New scoring methods can also overcome the ambiguity of the response, with drivers required to click on the area of the screen where the hazard appears. Yet other variations of the traditional hazard perception test remove scoring windows altogether. Instead of pressing a button as quickly as possible when a hazard is spotted, the hazard prediction test stops clips just as the hazard begins, and the screen is occluded. The drivers are then asked, “What happens next?” and must choose one of four options on the screen.
The future of hazard perception testing
The last twenty years have demonstrated the success of the UK hazard perception test in reducing collisions. Several countries in Europe are now developing their own hazard tests, modifying the UK model with many of the new techniques that are currently being developed by researchers around the world. As the application of hazard perception testing advances and evolves, it has the potential to save lives across multiple countries.

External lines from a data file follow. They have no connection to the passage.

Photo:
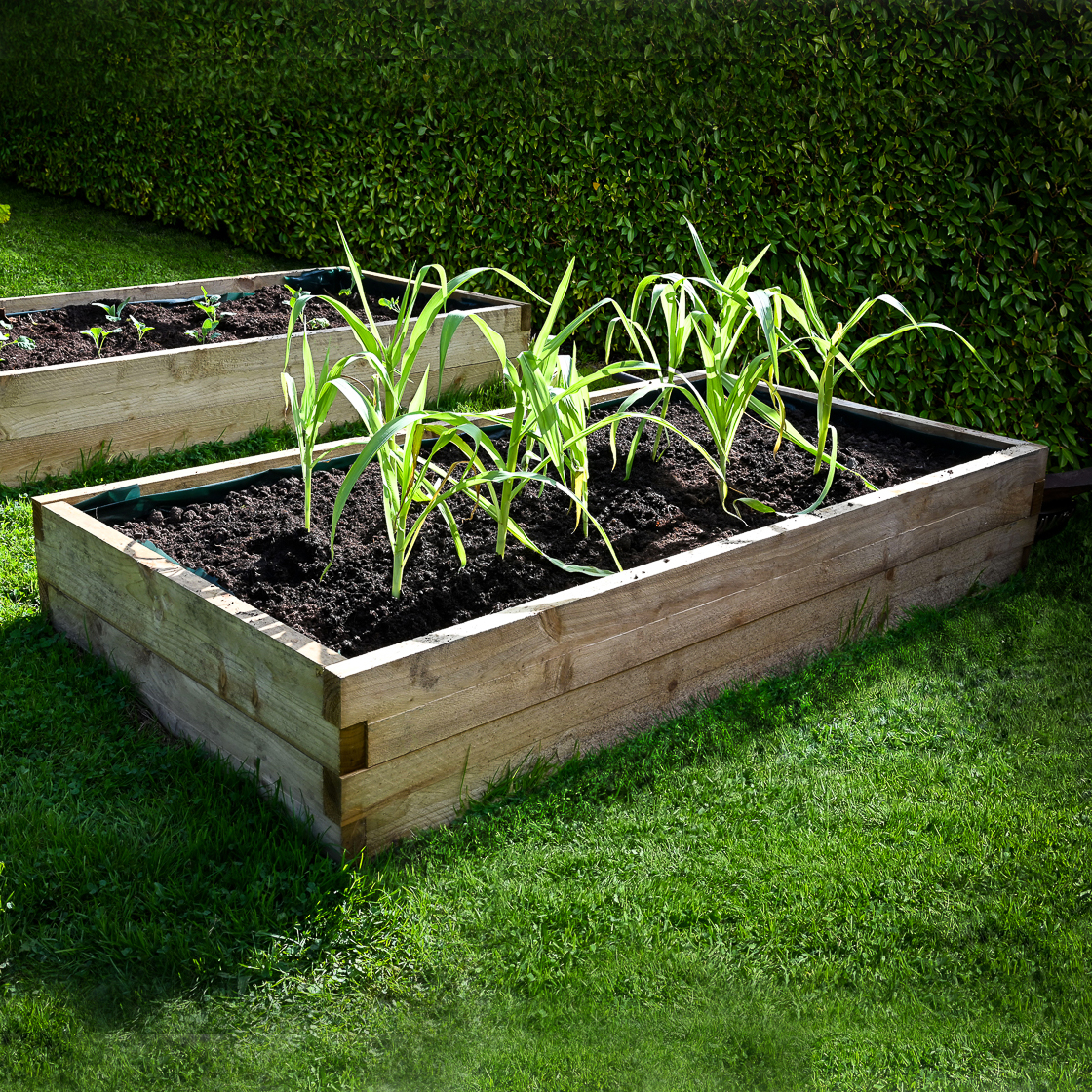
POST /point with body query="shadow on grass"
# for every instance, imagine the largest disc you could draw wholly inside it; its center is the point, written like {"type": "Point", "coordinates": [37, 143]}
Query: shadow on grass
{"type": "Point", "coordinates": [135, 865]}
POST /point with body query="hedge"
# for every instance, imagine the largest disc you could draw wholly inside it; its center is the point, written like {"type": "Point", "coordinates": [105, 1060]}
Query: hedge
{"type": "Point", "coordinates": [937, 151]}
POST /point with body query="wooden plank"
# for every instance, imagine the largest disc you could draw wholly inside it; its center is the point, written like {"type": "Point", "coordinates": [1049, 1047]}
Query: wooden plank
{"type": "Point", "coordinates": [56, 452]}
{"type": "Point", "coordinates": [263, 667]}
{"type": "Point", "coordinates": [423, 788]}
{"type": "Point", "coordinates": [66, 397]}
{"type": "Point", "coordinates": [391, 681]}
{"type": "Point", "coordinates": [285, 773]}
{"type": "Point", "coordinates": [220, 285]}
{"type": "Point", "coordinates": [166, 290]}
{"type": "Point", "coordinates": [751, 591]}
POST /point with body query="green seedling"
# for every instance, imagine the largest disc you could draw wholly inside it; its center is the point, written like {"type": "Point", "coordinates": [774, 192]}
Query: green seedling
{"type": "Point", "coordinates": [112, 310]}
{"type": "Point", "coordinates": [210, 305]}
{"type": "Point", "coordinates": [310, 407]}
{"type": "Point", "coordinates": [98, 335]}
{"type": "Point", "coordinates": [24, 343]}
{"type": "Point", "coordinates": [141, 328]}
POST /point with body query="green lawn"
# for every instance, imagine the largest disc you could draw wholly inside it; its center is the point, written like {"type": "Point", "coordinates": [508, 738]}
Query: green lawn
{"type": "Point", "coordinates": [875, 873]}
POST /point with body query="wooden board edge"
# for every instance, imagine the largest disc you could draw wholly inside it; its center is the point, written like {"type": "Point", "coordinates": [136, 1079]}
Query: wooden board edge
{"type": "Point", "coordinates": [246, 282]}
{"type": "Point", "coordinates": [384, 825]}
{"type": "Point", "coordinates": [540, 611]}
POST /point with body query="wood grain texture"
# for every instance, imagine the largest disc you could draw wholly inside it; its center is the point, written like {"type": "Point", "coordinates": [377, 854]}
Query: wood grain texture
{"type": "Point", "coordinates": [424, 788]}
{"type": "Point", "coordinates": [220, 285]}
{"type": "Point", "coordinates": [187, 709]}
{"type": "Point", "coordinates": [65, 397]}
{"type": "Point", "coordinates": [56, 452]}
{"type": "Point", "coordinates": [402, 677]}
{"type": "Point", "coordinates": [264, 669]}
{"type": "Point", "coordinates": [163, 399]}
{"type": "Point", "coordinates": [749, 589]}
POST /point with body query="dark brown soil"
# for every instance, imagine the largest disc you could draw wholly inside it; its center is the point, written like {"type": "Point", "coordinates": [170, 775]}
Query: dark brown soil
{"type": "Point", "coordinates": [57, 338]}
{"type": "Point", "coordinates": [254, 543]}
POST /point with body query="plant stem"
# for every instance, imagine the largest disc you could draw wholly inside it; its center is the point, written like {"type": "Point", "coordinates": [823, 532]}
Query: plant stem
{"type": "Point", "coordinates": [400, 545]}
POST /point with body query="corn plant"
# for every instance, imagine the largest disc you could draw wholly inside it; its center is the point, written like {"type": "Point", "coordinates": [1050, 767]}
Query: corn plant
{"type": "Point", "coordinates": [98, 335]}
{"type": "Point", "coordinates": [729, 387]}
{"type": "Point", "coordinates": [311, 407]}
{"type": "Point", "coordinates": [549, 411]}
{"type": "Point", "coordinates": [831, 361]}
{"type": "Point", "coordinates": [551, 404]}
{"type": "Point", "coordinates": [410, 479]}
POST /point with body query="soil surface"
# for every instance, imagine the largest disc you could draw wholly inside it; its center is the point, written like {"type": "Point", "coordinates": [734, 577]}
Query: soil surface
{"type": "Point", "coordinates": [254, 543]}
{"type": "Point", "coordinates": [57, 337]}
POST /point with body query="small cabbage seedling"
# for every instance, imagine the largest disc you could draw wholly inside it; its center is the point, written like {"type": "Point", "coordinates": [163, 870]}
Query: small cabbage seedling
{"type": "Point", "coordinates": [98, 335]}
{"type": "Point", "coordinates": [208, 330]}
{"type": "Point", "coordinates": [23, 343]}
{"type": "Point", "coordinates": [141, 328]}
{"type": "Point", "coordinates": [112, 310]}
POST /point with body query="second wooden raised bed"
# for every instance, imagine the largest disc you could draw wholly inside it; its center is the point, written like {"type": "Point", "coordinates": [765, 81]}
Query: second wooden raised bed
{"type": "Point", "coordinates": [382, 745]}
{"type": "Point", "coordinates": [52, 415]}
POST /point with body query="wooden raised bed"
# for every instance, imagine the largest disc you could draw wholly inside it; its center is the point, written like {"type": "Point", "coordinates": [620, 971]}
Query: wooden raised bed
{"type": "Point", "coordinates": [169, 398]}
{"type": "Point", "coordinates": [378, 746]}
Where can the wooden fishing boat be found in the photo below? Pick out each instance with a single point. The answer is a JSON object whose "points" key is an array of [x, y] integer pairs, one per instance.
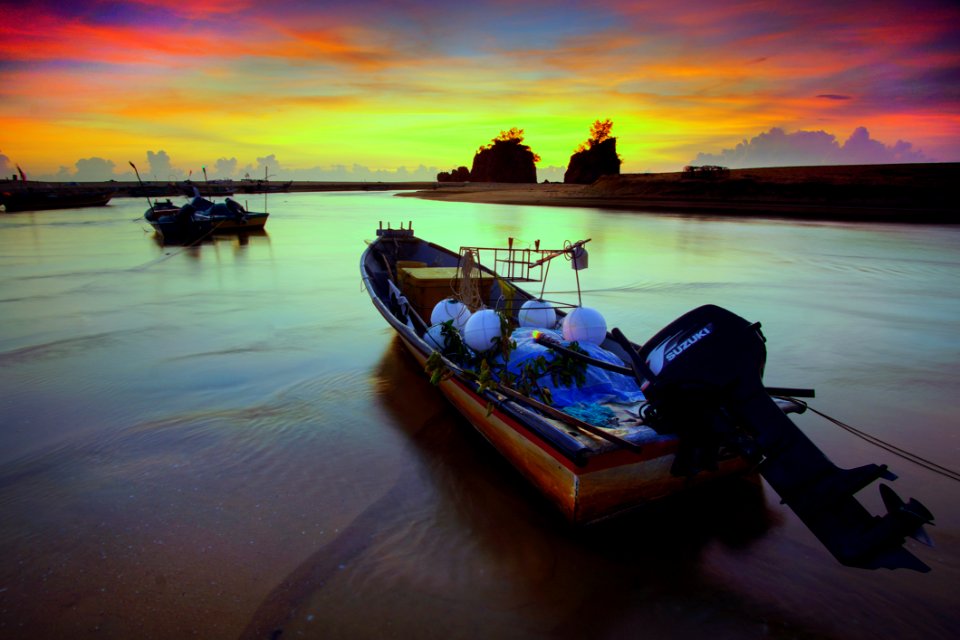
{"points": [[201, 218], [697, 411]]}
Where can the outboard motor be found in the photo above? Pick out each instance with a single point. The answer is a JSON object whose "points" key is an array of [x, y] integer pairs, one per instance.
{"points": [[703, 380]]}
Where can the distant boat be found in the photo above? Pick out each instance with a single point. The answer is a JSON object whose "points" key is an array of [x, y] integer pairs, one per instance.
{"points": [[201, 218], [39, 198], [264, 186]]}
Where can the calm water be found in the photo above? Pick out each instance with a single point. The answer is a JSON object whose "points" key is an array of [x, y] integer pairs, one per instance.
{"points": [[225, 440]]}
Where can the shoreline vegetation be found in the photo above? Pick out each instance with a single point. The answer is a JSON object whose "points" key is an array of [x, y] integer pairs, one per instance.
{"points": [[904, 193]]}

Horswill, M. S. (2016). Hazard perception in driving. Current Directions in Psychological Science, 25, 6, 425-430.
Pradhan, A., and Crundall, D. (2017). Hazard Avoidance in young novice drivers: Definitions and a framework. In D. L. Fisher, J. Caird, W. Horrey and L. Trick (Ed.s), Handbook of teen and novice drivers: research, practice, policy, and direction. Boca Raton, Fl.: CRC Press.
Wells, P., Tong, S., Sexton, B., Grayson, G., Jones, E., (2008). Cohort II: A Study of Learner and New Drivers. Department of Transport, DOT. London, UK.